Building Audience Commitment and Loyalty
As competition increases for leisure time activities and people's life styles become more spontaneous, building audience commitment and loyalty becomes a greater challenge for performing arts organizations and museums. This workshop will consider the differences between marketing museums and performing arts and will focus on how to design, package and sell market-oriented alternatives to traditional subscriptions and memberships that build audience commitment and loyalty. This workshop will also help arts managers learn how to strengthen a subscription/membership campaign and realize the lifetime value of subscribers/members with strategies for retaining current patrons and for re-attracting lapsed patrons. We will also discuss how to leverage people's spontaneous lifestyles by effectively and efficiently building single ticket sales. Integral to the discussion of these strategies are issues in consumer behavior.
The Strategic Planning Process: Understanding, Defining, Implementing, and Evaluating Mission, Objectives and Goals
In this session, we explore the centrality of mission to arts organizations, the characteristics of effective and appropriate objectives and goals, and the process for strategic marketing analysis, planning, implementation, control, and evaluation. Examples from arts organizations will be used to highlight the principles, as will a case study of strategic planning at the San Francisco Ballet.
How the Arts Can Prosper Through Strategic Collaborations
In the current environment characterized by funding cuts, shrinking attendance, rising debt, and spiraling expenses, arts organizations must seek new and effective means to (1) build new audiences, (2) increase funding, and (3) cut costs while fulfilling their missions. To accomplish these tasks, innovative arts organizations are finding that they can leverage their limited resources by forming strategic collaborations with organizations ranging from other nonprofit arts groups to community groups to businesses.
Arts organizations, which have traditionally considered one another competitors, are finding that a collaborative approach works to their mutual benefit. Corporations, which have traditionally contributed philanthropically to arts organizations, now frequently seek to meet their marketing and public relations goals in their support of arts organizations.
Many examples of mutually beneficial partnerships exist with churches, local sports teams, school districts, restaurants and businesses.
Some collaborations are for the purpose of targeting specific new audience segments; some are for increasing frequency and satisfaction among current attenders; some are for improving the quality of the product itself, the location in which it is presented, and other factors related to the audience member's total experience when attending a performance or exhibit.
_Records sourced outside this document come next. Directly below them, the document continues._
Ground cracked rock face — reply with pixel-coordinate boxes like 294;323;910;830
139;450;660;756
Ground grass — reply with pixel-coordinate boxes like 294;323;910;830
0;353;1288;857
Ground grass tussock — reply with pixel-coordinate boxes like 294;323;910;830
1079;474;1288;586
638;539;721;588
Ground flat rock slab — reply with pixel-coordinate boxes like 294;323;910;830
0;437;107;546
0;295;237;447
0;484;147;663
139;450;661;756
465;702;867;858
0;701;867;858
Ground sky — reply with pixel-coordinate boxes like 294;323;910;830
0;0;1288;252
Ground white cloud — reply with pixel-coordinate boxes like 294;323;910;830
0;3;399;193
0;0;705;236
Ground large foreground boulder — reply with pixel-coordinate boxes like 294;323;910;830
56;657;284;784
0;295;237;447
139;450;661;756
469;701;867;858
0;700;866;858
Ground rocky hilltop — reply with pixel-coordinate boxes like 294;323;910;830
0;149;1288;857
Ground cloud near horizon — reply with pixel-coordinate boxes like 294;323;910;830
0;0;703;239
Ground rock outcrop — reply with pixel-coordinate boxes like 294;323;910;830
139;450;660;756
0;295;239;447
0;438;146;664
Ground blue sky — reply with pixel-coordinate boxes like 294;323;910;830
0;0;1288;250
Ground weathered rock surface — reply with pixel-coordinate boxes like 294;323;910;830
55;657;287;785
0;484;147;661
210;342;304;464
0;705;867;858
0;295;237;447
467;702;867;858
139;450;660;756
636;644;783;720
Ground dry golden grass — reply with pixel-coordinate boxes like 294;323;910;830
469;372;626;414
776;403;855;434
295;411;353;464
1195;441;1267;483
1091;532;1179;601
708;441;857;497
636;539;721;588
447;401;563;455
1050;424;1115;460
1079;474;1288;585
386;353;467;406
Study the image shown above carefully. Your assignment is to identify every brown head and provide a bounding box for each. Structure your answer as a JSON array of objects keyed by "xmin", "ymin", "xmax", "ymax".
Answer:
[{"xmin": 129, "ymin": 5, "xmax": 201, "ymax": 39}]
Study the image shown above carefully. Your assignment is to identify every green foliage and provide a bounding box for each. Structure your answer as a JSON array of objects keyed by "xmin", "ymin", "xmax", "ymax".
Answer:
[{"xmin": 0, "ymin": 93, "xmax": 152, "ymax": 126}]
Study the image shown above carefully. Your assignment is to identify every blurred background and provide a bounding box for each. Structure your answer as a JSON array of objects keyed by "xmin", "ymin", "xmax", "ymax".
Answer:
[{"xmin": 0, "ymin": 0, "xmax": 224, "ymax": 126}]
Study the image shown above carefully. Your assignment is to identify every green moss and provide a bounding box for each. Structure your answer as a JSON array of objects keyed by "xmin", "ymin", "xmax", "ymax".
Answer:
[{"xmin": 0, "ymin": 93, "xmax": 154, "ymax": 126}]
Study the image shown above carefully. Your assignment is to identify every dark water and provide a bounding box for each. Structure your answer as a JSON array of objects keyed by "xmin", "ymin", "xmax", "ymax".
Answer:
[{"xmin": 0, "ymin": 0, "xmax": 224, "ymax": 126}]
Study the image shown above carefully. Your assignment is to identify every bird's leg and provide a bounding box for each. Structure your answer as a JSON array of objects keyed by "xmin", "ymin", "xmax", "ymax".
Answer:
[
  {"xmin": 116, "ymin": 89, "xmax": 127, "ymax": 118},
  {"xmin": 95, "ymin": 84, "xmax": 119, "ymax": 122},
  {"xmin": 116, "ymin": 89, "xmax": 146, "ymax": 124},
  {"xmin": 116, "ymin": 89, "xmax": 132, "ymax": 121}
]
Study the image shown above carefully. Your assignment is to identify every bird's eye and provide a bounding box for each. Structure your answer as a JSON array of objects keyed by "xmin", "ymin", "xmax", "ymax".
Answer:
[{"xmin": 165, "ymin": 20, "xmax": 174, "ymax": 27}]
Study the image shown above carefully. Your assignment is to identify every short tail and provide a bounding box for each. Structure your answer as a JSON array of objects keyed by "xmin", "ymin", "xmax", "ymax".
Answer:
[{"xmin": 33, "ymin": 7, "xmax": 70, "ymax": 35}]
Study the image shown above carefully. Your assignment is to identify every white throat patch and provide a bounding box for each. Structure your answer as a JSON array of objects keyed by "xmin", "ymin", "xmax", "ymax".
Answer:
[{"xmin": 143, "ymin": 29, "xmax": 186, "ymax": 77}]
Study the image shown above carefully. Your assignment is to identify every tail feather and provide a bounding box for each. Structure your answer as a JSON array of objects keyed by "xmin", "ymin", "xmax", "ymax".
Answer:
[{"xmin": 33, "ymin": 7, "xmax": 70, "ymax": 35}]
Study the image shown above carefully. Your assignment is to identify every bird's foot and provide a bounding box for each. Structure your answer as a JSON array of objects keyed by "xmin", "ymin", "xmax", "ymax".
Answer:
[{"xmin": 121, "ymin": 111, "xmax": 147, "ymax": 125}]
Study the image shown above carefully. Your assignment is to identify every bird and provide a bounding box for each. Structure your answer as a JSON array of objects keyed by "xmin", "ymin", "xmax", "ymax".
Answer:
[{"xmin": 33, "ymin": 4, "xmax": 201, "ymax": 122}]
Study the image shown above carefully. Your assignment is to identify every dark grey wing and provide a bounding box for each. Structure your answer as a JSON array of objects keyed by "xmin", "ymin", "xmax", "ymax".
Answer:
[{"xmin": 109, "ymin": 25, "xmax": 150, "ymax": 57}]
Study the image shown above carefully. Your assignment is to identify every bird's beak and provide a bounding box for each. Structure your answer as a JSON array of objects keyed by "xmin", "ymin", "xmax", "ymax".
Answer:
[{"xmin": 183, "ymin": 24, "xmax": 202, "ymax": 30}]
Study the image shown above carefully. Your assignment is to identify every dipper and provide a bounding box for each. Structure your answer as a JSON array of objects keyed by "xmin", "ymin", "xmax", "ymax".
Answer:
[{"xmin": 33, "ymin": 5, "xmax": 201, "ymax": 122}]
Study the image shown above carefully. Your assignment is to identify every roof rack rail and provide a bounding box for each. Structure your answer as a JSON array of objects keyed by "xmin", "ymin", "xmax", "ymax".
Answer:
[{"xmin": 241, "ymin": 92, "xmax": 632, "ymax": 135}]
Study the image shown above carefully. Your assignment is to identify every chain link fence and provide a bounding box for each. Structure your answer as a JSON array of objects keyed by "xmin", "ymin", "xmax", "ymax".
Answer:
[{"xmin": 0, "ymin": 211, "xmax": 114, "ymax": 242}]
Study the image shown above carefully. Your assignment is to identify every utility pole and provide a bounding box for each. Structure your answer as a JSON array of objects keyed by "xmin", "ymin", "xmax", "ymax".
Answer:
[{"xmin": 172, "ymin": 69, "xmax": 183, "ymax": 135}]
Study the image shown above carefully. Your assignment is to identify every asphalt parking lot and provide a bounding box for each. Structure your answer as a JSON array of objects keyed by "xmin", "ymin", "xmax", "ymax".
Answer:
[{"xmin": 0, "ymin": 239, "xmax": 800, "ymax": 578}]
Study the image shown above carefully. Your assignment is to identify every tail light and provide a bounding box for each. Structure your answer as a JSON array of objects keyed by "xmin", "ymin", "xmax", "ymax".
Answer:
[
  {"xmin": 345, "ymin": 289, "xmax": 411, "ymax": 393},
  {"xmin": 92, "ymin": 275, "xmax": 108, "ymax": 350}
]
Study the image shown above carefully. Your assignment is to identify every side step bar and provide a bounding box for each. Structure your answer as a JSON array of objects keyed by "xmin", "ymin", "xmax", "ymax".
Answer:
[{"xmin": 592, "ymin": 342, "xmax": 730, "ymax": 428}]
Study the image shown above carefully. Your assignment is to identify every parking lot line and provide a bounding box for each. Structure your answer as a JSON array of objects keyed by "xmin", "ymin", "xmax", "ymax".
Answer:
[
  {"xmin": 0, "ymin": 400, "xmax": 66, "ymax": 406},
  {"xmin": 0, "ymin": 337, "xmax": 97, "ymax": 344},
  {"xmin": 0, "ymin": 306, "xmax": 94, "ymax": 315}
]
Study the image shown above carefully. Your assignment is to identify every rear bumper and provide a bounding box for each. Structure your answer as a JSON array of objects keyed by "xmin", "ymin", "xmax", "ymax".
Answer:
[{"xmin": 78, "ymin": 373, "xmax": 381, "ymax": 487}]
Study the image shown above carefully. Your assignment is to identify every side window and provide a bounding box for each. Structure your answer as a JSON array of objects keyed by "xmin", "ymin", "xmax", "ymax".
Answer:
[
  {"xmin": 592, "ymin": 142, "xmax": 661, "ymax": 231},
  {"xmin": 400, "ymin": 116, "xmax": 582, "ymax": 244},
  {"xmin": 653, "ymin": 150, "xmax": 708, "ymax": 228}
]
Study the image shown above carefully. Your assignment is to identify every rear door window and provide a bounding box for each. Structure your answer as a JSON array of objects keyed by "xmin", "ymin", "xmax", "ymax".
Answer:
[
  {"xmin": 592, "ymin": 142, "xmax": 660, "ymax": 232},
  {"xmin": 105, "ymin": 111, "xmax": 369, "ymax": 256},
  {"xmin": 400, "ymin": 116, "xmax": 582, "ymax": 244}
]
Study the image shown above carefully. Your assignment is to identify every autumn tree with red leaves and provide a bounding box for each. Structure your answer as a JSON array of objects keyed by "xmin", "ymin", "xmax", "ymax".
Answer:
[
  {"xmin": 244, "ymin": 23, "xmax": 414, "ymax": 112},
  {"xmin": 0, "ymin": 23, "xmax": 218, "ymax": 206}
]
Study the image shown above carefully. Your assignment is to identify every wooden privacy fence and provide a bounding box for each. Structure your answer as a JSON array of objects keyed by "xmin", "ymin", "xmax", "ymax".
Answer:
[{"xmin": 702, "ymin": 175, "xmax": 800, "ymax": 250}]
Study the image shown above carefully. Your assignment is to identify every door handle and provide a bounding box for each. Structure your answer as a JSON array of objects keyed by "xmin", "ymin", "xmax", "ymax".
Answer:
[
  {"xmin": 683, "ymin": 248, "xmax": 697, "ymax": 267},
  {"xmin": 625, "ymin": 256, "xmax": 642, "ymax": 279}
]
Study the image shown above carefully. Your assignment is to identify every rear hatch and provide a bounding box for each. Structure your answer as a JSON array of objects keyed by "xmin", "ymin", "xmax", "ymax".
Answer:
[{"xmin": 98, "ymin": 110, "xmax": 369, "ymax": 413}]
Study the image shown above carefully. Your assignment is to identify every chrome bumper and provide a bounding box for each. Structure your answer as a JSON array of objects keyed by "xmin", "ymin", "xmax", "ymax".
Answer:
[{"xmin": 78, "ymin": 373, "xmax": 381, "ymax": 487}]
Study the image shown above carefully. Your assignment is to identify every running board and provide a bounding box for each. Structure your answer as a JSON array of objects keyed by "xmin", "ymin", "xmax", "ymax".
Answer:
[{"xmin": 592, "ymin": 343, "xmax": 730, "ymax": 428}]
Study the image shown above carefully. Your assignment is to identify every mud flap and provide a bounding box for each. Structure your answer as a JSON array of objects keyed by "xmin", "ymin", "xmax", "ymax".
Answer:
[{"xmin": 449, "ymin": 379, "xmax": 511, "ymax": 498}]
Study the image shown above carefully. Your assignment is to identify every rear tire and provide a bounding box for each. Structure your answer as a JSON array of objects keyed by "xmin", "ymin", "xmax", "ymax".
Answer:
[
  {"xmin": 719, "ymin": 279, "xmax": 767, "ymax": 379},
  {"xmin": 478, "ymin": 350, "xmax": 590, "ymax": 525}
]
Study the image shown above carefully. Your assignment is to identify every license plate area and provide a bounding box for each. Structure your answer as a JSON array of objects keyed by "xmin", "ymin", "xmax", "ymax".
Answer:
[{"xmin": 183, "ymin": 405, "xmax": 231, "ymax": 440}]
A strategic collaboration is a major opportunity for both nonprofit arts organizations and their partners. When well designed and executed, such collaborations can help the partners expand their customer base, develop new sources of funding, and cut costs without compromising any organization's mission or quality.
Leveraging Internet and E-mail Marketing
In a few short years, the new information age has caused people to change their perspectives on how and when they make their choices and their purchases. This means that if arts marketers ease the processes of information search and transactions, more people will attend their events more often. Although website and e-mail marketing place much new responsibility on the shoulders of arts managers, the organization receives many benefits that more than compensate.
In this seminar we will discuss the benefits of and approaches to Internet and e-mail marketing, various options for online ticketing systems, educating publics online, and how to design websites and e-mail messages that are likely to garner the best results. We will also discuss how arts organization can track the results of their online efforts and evaluate these results to improve future performance.
Great Customer Service
Great service feeds the soul. Good service isn't enough to insure differentiation from competitors, to build solid customer relationships, to inspire employees to want to become even better at their work. Developing good customer service requires an integrated, holistic approach. Leadership is required to inspire service achievement. In this workshop, I will present concepts and strategies on how to go about establishing an overall service strategy, supported by several examples. Participants will be encouraged to discuss approaches to handling some customer care situations and to present situations of their own for evaluation.